9. A method for marking a package (1) for storing goods in a preservative state in which the temperature may not pass a certain limit value, comprising the steps of providing the package with a bar-code (2) of the type that between two outer, light-absorbing code bars (4) includes a plurality of intermediate and likewise light-absorbing code bars (4) mutually spaced-apart by neutral light-reflecting fields (5), outer, neutral fields (5) being left outside the outer code bars, and of applying a temperature indicator (3), which comprises a contrast medium (8) contained between a front wall (6) and a base wall (7), said medium being transparent or light-reflecting in a first temperature state, but which on transition to a predetermined second temperature state is triggered so far that the same in an irreversible way is converted to an opaque or light-absorbing colour, characterized in that the temperature indicator (3) is placed beside the bar-code (2) in close vicinity of one of the outer code bars (4) thereof without covering :the bar-code.

10. A method according to claim 9, characterized in that the temperature indicator (3) is placed with one edge (10) thereof within a distance of 0-3 mm, suitably 0.2-2.0 mm, from an outer code bar (4).

11. A package according to claim 2, characterized in that the two walls (6, 7) of the temperature indicator (3) are included in a continuous and at least partly transparent film web (9), which is double-folded along an edge (10), which is situated closest to an outer code bar (4) in the bar-code (2).

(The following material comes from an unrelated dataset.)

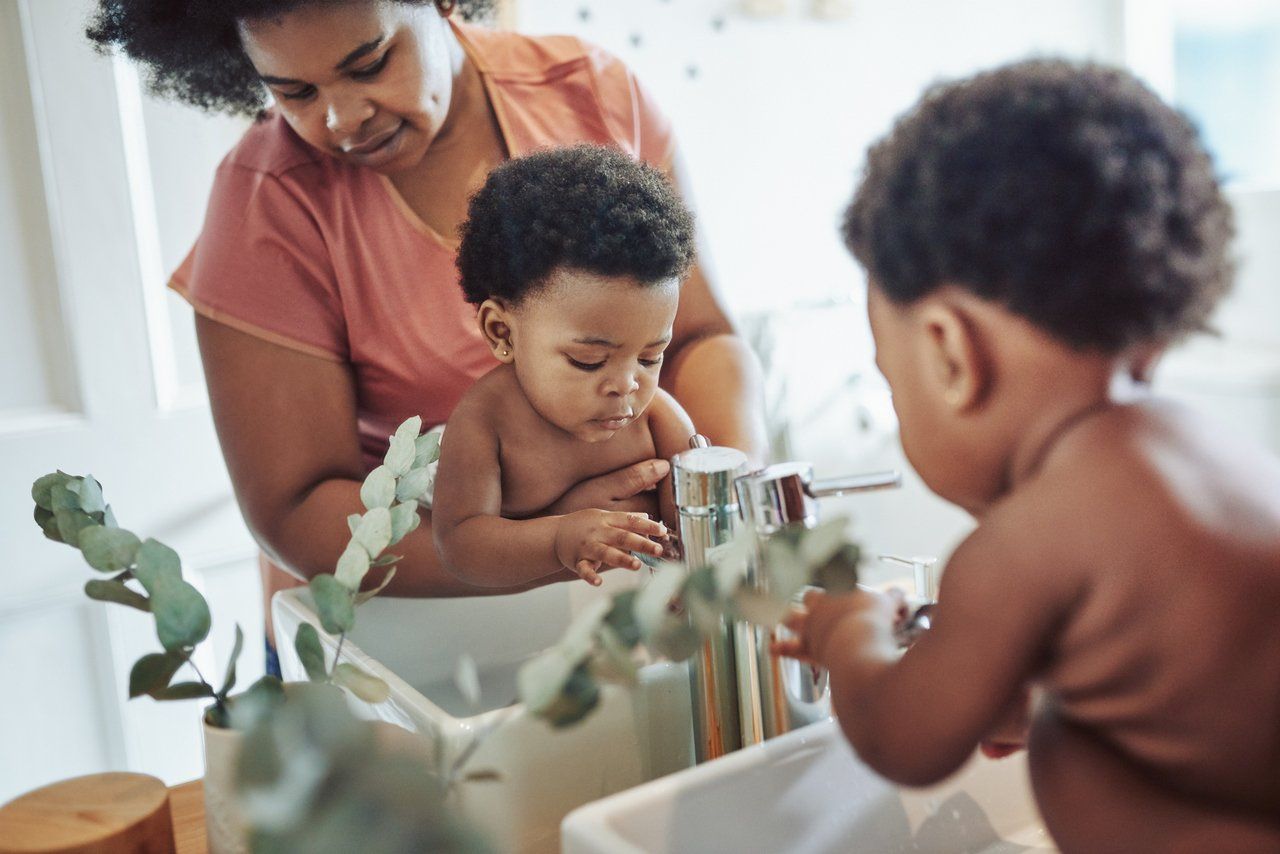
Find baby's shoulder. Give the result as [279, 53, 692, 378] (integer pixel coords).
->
[448, 366, 519, 428]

12. A package according to claim 3, characterized in that the label unit has an elongate, rectangular basic shape, the double-folded film edge consisting of a first short side edge (10), and that the two walls (6, 7) are inter-connected along two long-side edges (12, 13) and the second short side edge (11).

13. A package according to claim 3, characterized in that the temperature indicator (3), along an edge turned against the bar-code (2), includes an optical fibre element (20), which is transparent or light-reflecting as long as the contrast medium is transparent or light-reflecting, but which is made opaque or light-absorbing when the temperature indicator is triggered.